Le Gall told perfumer Jean-Christophe Hérault that he wanted a carnal scent.
“I didn’t want something floral, delicate. I wanted something that spoke of all that…of an uninhibited god,” said Le Gall.
“I adore history and antiquity — it’s a period I find extremely rich,” said Hérault, who was reminded of “Letters from a Stoic” by Seneca. From there he was guided in the fragrance creation by the duality of stoicism and excess.
“I used aromatic essences that we could have found during Antiquity in different forms,” he said, naming the likes of myrtle, myrrh, marjoram, oregano, mint and thyme. “It’s something extremely sensual.”
“Aromatic and sexual,” added Le Galle, whose vase contains the scented ceramic ball.
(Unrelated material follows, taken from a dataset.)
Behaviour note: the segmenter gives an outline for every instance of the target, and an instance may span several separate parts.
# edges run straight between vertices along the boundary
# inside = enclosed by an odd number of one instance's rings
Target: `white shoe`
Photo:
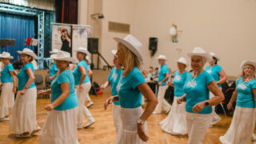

Another work was created by artist Pablo Reinoso and perfumer Domitille Michalon-Bertier, who have known each other for more than 15 years. Before partnering together on the “Profile By” project, Michalon-Bertier visited Reinoso’s atelier. Next they began smelling raw ingredients.
Reinoso had kept in mind a men’s scent, which diffuses horizontally, that IFF had formulated but never marketed. From there, Reinoso and Michalon-Berier came up with a woody luminous fragrance.
Reinoso said it was complicated to integrate fragranced ceramic into his sculpture made out of chestnut wood, called “Rocking Me.”
“It’s this idea of continuity that made me think of this serpentine space,” said Reinoso, who wanted the work of art to be able to move slightly, capturing the idea of the movement of someone wearing and giving off the scent of perfume. “Technically it seems simple, but it’s very, very difficult to do this piece because there are three circles touching the ground.”
Perfumer Nicolas Beaulieu worked with sculptor Daniel Firman on a project involving lifelike bronze hands holding a fragranced ball of ceramic, called “Saisir l’impossible (l’échappé)” (or “Seize the Impossible (Escaped)”).
“I thought this idea was extremely poetic,” said Beaulieu, adding not only was the idea about the fleeting nature of fragrance, but also about fate’s incontrollable nature.
He and Firman opted to work with the notion of a material nonexistent in perfumery — burnt wood that’s cold. They began by using citrus oil to express green wood, a note of flint stone and an accord of vetiver, cashmeran and oak wood absolute, and a sandalwood note from New Caledonia.
“There is something very addictive,” said Beaulieu of the sent.
Nearby stood the creation of perfumer Juliette Karagueuzoglou and artist Ori Gersht, titled “Never Ending Journeys 01, 02, 03.” It includes a white flower, woody scent.
Images of flowers feature in this artwork, shown around the circular base that’s reflected in a mirrored cylinder. The fragranced ceramic takes the form of a round globe sitting atop it.
“His favorite flower is the Madonna Lily, so I started with that,” said Karagueuzolglou, speaking of Gersht.
Perfumer Paul Guerlain teamed with artist Adel Abdessemed on a sculpture resembling a woman’s foot with its heel on a ball.
“He spoke of Nice, sand, air, wood and fire,” said Guerlain, who put together olfactive accords accordingly for a rose oriental scent that fragrances the oeuvre “Noli me tangere” (or “Touch Me Not”). “It was hyper interesting to work with someone from another universe, who expresses himself differently and arrive at this.”